Yesterday, the specialist suggested a diagnosis: Epiretinal Membrane. This is a condition where the vitreous material pulls away from the surface of the retina, leaving a space that gets filled with junk, which can produce an uneven, puckered surface that distorts the image.

The vitreous pulling away is PVD, so at least according to this specialist you may well have had it.

chrissy
2010-Nov-09, 08:40 PM
Hi Donnie B. I am not sure if you can get this link but I think you should read through it all. http://www.eyehelp.co.uk/DoubleVision.html

Donnie B.
2010-Nov-09, 09:50 PM
The vitreous pulling away is PVD, so at least according to this specialist you may well have had it.

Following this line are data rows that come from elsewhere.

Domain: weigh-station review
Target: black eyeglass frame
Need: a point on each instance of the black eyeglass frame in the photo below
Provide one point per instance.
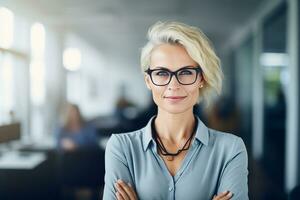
(197, 69)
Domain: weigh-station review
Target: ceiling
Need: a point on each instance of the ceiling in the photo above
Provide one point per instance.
(118, 27)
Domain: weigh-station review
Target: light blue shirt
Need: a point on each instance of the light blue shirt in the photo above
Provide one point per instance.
(214, 163)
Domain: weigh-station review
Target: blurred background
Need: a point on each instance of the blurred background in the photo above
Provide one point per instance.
(70, 77)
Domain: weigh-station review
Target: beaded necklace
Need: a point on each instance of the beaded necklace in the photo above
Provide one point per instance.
(162, 148)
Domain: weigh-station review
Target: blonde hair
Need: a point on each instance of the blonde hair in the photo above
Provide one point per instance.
(197, 46)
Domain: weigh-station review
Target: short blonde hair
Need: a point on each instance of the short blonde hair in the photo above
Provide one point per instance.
(197, 46)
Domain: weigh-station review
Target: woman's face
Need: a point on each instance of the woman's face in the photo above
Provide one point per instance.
(173, 98)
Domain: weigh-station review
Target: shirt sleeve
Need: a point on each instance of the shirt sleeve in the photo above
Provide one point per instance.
(116, 166)
(235, 174)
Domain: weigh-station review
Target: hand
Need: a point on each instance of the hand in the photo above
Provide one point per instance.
(223, 196)
(125, 191)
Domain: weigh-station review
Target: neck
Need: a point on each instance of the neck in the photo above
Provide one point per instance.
(174, 127)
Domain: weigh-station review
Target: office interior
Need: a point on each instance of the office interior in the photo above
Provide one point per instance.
(87, 53)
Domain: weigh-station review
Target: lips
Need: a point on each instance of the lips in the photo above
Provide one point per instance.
(175, 99)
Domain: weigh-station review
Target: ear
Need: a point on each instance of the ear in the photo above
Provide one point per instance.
(147, 81)
(202, 81)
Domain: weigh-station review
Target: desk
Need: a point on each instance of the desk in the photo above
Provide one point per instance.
(21, 160)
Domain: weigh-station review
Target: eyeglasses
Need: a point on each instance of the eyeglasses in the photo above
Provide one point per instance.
(185, 75)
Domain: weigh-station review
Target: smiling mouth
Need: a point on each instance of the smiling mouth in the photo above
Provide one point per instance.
(176, 97)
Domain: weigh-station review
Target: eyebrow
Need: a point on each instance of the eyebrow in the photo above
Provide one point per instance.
(188, 66)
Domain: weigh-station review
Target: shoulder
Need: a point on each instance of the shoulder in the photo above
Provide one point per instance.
(226, 143)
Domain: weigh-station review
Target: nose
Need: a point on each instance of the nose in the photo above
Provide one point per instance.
(174, 84)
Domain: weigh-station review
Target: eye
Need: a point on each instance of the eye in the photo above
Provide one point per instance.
(161, 73)
(185, 72)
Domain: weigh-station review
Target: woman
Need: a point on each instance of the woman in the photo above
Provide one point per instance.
(176, 156)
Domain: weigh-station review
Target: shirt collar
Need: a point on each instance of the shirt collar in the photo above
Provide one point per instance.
(201, 133)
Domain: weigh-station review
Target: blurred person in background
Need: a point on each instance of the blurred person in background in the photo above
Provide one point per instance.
(176, 156)
(75, 133)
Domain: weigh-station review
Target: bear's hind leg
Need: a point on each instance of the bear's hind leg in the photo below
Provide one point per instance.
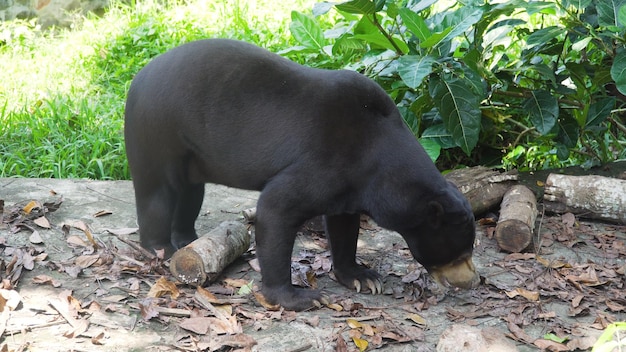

Dang it, I considered saying something like "unless that shadow around the macula really is ERM" but omitted it for brevity. And naturally, you nailed me. Ya jerk! :)

Donnie B.
2010-Nov-09, 09:54 PM
Hi Donnie B. I am not sure if you can get this link but I think you should read through it all. http://www.eyehelp.co.uk/DoubleVision.html

Thanks for the link, Chrissy. The pertinent section there refers to cataract as a possible cause, but none of my exams so far has found any cataract. However, if it does turn out that I'm developing same, at least the treatment is less scary than the retinal peel they do for ERM. These days, lens replacement is pretty routine, but has the downside of destroying any remaining capacity for accommodation (changing focus).

chrissy
2010-Nov-09, 10:13 PM
You are welcome, I was also thinking it could be eye strain, I find my eyes suffer when I am reading in bad light or being on the PC for long periods, I have good eye sight but I have glasses when my eyes start feeling the strain.